Friday, June 18, 2010

Evaluasi Mengajar

Empat tahun lalu, di sekolah tempat saya mengajar di Jakarta.

Siswa2 kelas XA, yang waktu itu baru bertemu saya kembali di semester baru setelah liburan tahun baru, pelan2 mengusulkan pada saya: bersedia atau tidak dibuatkan evaluasi mengajar saya selama satu semester kemarin di mata mereka?

Saya bengong sebentar. Wah, biasanya evaluasi mengajar seorang guru itu dijalankan oleh pimpinan sekolah. Malah seringnya kita tidak diberitahu hasil penilaian mereka (yang bisa jadi objektivitasnya tidak terukur :p). Jadi, sekarang, kenapa tidak? Ini usulan dari siswa, untuk pertama kalinya datang pada saya. Otomatis saya bilang: oke, ayo! Dan sekelas langsung berseru girang dan menyiapkan kertas dan alat tulis masing2. Saya bengong lagi (kebayang ga kalo di kelas ada guru yang hobi bengong kayak saya? :p). Ada apa ini? Kok heboh amat?

Seorang siswa yang duduk di depan, nyengir lebar. "Tadi kami usulkan pada Miss X, eh, dia bilang begini ... 'Jangan kurang ajar, ya...', sambil melotot," katanya menyebut nama salah satu rekan mengajar saya. 

Saya ikut nyengir.
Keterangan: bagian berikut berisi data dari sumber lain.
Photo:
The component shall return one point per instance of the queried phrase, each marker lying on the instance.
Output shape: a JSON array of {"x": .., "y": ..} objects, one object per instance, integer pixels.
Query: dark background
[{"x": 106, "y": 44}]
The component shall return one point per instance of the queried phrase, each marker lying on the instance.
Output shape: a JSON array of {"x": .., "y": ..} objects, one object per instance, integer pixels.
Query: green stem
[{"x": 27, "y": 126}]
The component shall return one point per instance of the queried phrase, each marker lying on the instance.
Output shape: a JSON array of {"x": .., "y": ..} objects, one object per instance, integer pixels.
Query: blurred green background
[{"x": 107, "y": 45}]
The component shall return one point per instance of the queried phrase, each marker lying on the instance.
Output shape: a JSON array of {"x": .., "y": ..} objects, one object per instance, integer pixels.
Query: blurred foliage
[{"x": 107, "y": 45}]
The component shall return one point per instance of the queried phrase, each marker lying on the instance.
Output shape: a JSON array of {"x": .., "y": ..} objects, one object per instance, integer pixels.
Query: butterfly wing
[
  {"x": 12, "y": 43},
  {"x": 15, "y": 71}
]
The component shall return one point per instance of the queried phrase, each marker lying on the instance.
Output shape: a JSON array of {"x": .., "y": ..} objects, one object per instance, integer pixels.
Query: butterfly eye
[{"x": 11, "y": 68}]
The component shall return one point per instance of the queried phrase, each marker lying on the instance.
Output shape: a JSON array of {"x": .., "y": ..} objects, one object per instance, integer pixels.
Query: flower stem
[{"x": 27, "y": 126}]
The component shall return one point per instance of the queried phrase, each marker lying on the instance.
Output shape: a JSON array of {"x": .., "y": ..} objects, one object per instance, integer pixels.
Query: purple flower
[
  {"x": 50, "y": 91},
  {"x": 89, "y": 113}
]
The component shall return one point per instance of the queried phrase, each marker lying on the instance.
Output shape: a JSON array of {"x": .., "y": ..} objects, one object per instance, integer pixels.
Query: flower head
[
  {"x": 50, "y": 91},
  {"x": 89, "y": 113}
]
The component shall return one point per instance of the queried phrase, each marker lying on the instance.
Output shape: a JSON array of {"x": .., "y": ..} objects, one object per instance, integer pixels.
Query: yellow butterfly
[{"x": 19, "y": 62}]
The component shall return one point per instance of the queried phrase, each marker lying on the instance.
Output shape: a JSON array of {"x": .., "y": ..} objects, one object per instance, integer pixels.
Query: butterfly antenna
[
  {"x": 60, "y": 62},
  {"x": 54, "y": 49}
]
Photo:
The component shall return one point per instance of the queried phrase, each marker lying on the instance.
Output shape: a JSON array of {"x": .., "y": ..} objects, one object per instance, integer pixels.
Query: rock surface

Biarlah, sekali2. Toh saya ingin tahu, sekeren apa sih cara mengajar saya selama ini, hehe... Lalu sang ketua kelas mengumpulkan kertas2 kecil yang ditulis anonim itu, menyerahkan kepada saya, masih sambil nyengir. Bahkan saya didorong untuk mau membacakan masukan2 itu langsung saat itu juga.

Ehm... ehm... mendebarkan nih. Lipatan kertas pertama saya buka: "Miss Vera kalo ngomong terlalu cepat". Hiyaaaa... kena nih! Iya... iya... oke... guilty as charged. "Maaf, ga saya ulang. Tolong ingatkan ya kalau saya bicara terlalu cepat lagi...". Seisi kelas mengangguk-angguk. "Tapi...," saya memotong senyum mereka. "Kalian juga harus sadar kalau pelajaran kita hanya satu jam pelajaran seminggu. Artinya, kamu harus mau belajar sendiri lebih rajin ya?"
"Huu..." balas para evaluator muda tersebut saat saya balik senyum lebar.

Giliran kertas kedua: "Banyakin nonton". Hah! Penyakit anak muda, rupanya. Maunya ... Mending kalau mereka pasrah pada film2 yang berhubungan dengan pelajaran. Lhaaa, ini minta nonton Dealova, apaan, coba? Pokoknya usul ini saya tolak dengan semena-mena. "Sori, lagi2 karena jam pelajaran kita sangat terbatas, maka kelas X cuma dapat jatah nonton film Discovery Channel bagian kebudayaan Mesir Kuno," kata saya semena-mena. "Nanti kalau di kelas XI ada yang masuk jurusan IPS, jangan takut... kita bakal nonton film2 keren tentang sejarah dunia!"

"Huuu..." koor itu berkumandang lagi.